# Corbeille et clonage



## Mezik (26 Juin 2011)

Bonjour à tous

j'ai récemment changé de disque dur. 
Ayant un 2em DD interne j'ai cloné celui que je devais changer afin de pouvoir démarrer sur le 2em lors du changement.
Une fois le DD changé j'ai cloné le 2em sur le nouveau afin de pouvoir démarrer sur ce nouveau DD.
Mais sur le 2em je me suis retrouvé avec pleins de fichiers et d'applis dont je n'avais plus besoin à cet endroit ! j'ai donc mis ces dossiers encombrants à la poubelle (entre autre le dossier d'appli que j'avais maintenant en double) et bien la poubelle me dit que tout ces fichiers sont verrouillés et donc que je ne peux pas les écraser.
J'ai essayé de les déverrouiller, pas tous, ça faisait trop, juste quelques uns (pomme+i puis déverrouiller) mais la corbeille me dit toujours la même chose : fichiers verrouillés !
(De toute manière, même si ça avait marché je ne me vois pas aller déverrouiller tous les fichiers et dossiers présents dans le corbeille !)
De plus il m'est impossible maintenant de sortir mes dossiers de la poubelle car quand je les glisse sur le bureau ils se copient.
Je me retrouve donc avec un dossiers d'appli de 10Go inutile dans ma corbeille
un petit dossier intitulé system avec un fichier bootx impossible à virer !
Quelqu'un peut-il me dire ce que je dois faire ?
Merci d'avance


----------



## ntx (26 Juin 2011)

1/ Essaie la vidage en mode sécurisé
2/ Passe par le terminal pour vider ta corbeille : la corbeille est le répertoire .Trash, un rm effacera tout ce que tu veux.


----------



## Mezik (26 Juin 2011)

Merci pour ta réponse 

j'ai déjà essayé en mode sécurisé mais, sur la barre d'activité qui s'affiche, rien n'apparait, je veux dire : pas de barre bleu qui montre le travail qui progresse.
Au bout d'un moment, qui m'a semblé long, j'ai annulé pensant que l'effacement ne se faisait pas.
Par contre je ne comprends pas vraiment ce que tu veux dire dans ton 2).
Qu'appelles-tu Terminal ?
Où dois-je trouver ce fameux .trash ?
et qu'est-ce qu'un rm ?

Merci de m'en dire plus


----------



## ntx (27 Juin 2011)

/Applications/Utilitaires/Terminal

Quand tu lances l'application tu arrives dans ta maison

Les commandes :

pwd : affiche le chemin courant
cd <nom d'un répertoire> pour aller dans le répertoire, ex : cd Desktop
ls : liste le contenu d'un répertoire
ls -l : idem mais plus lisible
rm <nom d'un fichier> pour effacer un fichier, ex : rm MonFichier.txt
man <nom de la commande> pour le mode d'emploi de la commande, ex: man rm
*Attention, les effacements sont définitifs*

Séquence des commandes

pwd : vérifie que tu es bien dans ta maison /Users/<ton nom d'utilisateur>
cd .Trash : pour entrer dans la corbeille
pwd : vérifie que tu es bien dans ta corbeille /Users/<ton nom d'utilisateur>/.Trash
ls -l : tu dois voir les fichiers et répertoire de la corbeille avec leur droits d'utilisation, leur propriétaire et leur doit de modification.

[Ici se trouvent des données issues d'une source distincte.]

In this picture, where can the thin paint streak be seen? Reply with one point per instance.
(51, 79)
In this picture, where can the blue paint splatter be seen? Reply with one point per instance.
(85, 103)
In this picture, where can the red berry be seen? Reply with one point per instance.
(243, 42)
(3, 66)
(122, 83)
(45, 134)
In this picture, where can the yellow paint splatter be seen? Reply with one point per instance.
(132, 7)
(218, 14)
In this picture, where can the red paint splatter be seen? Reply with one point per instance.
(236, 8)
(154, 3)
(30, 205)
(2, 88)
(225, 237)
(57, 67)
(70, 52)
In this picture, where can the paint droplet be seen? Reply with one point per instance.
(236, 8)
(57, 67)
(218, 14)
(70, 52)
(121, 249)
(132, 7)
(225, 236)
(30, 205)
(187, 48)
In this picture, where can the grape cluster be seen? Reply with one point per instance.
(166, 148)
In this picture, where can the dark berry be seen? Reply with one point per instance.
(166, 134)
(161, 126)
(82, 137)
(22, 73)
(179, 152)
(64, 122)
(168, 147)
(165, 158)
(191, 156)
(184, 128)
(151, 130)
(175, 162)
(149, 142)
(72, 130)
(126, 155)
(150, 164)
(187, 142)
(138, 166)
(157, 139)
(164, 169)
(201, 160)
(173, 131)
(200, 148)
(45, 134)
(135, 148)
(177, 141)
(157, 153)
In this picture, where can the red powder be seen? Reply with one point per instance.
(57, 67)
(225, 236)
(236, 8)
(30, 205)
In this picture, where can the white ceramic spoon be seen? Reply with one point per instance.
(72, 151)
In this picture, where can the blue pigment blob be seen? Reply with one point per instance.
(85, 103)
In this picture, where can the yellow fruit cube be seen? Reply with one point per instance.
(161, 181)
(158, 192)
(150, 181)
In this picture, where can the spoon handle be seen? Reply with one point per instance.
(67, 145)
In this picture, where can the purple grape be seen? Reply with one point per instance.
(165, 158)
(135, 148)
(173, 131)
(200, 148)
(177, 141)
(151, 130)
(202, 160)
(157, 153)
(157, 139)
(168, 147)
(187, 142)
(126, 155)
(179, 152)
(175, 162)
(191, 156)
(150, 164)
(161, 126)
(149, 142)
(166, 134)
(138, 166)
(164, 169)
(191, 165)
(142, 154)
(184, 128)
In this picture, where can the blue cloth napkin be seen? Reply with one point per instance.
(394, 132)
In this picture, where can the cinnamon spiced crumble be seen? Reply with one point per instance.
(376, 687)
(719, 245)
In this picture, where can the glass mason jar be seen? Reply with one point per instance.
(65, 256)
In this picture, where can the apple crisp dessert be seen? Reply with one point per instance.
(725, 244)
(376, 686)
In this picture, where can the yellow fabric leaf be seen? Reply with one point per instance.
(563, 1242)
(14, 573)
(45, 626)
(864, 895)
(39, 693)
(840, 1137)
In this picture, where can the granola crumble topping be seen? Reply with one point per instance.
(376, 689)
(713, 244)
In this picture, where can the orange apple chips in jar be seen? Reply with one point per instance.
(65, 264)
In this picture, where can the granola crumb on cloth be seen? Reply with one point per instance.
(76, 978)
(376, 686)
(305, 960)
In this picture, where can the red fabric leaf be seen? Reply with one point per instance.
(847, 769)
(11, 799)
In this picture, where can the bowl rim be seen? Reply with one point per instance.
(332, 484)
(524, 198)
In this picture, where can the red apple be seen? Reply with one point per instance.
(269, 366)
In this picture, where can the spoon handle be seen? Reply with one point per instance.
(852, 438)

Avant de continuer tu pourrais nous donner quelques lignes de cette liste pour qu'on voit s'il y a des anomalies.
rm <nom du fichier à effacer>
*Regarde bien le mode d'emploi de rm, "man rm".* 
Tu peux entrer des noms avec des * pour effacer plusieurs fichiers d'un coup, ex : rm *.jpg
L'option -r permet de supprimer un répertoire et son contenu, ex : rm -r MonRepertoire

*Soit bien sûr de ton coup avant d'exécuter les rm !*


----------



## Mezik (28 Juin 2011)

Je te remercie encore pour ta réponse mais tout ça doit te paraitre simple mais pour moi, malgré ma bonne volonté, j'ai peur de faire une connerie.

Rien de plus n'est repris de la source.